Resulting albumin to creatinine ratio categories would indicate a scale of severity of glomerular disease, with a cardiovascular risk score based on body mass index, hypertensionfasting glucose level, microalbuminuria or gross albuminuria, and serum creatinine. Patients with positive markers for kidney disease would receive the best treatment available at the screening center.
Incorporating screening for kidney disease within screening programs developed for CVD and diabetes is important because proteinuria and renal dysfunction are early sensitive markers of vascular dysfunction and CVD patients are at significantly higher risk of kidney disease than the general population.
The greater the level of proteinuria, the more treatment is required; thus, the ACE inhibitor dose would be titrated up as proteinuria levels increased. Diuretics and other antihypertensives would be added to meet blood pressure targets.
Efforts should be made to obtain low-cost off-patent ACE inhibitors or other low-cost antihypertensives.Diseases and Disorders of the Urinary System Renal Disease and Failure Renal failure uremia is a syndrome of renal failure characterized by elevated levels of urea and creatinine in the blood.
Renal system disease, any of the diseases or disorders that affect the human urinary urbanagricultureinitiative.com include benign and malignant tumours, infections and inflammations, and obstruction by calculi.. Diseases can have an impact on the elimination of wastes and on the conservation of an appropriate amount and quality of body fluid.
Generally, renal diseases progress to a final stage as end-stage renal disease (ESRD) and function is substituted by renal replacement therapy (RRT), hemodialysis, peritoneal dialysis, or transplantation.

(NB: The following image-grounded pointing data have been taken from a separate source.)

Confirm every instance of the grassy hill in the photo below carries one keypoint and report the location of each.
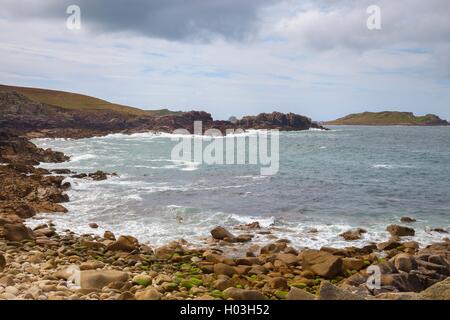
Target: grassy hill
(389, 118)
(77, 101)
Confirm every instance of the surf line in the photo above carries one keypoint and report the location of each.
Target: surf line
(261, 148)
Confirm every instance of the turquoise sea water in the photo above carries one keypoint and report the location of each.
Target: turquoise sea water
(329, 180)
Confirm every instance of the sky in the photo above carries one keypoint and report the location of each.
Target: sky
(232, 58)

Kidneys and Urinary System See all Kidneys and Urinary System topics Renal Cancer see Kidney Cancer; Renal Dialysis Renal Disease see Kidney Diseases; Renal Failure see Kidney Failure; Renal Transplantation. The urinary system, also known as the renal system, produces, stores and eliminates urine, the fluid waste excreted by the kidneys.
The kidneys make urine by filtering wastes and extra water from. Diseases and Disorders of the Urinary System Renal Disease and Failure Renal failure uremia is a syndrome of renal failure characterized by elevated levels of urea and creatinine in the blood.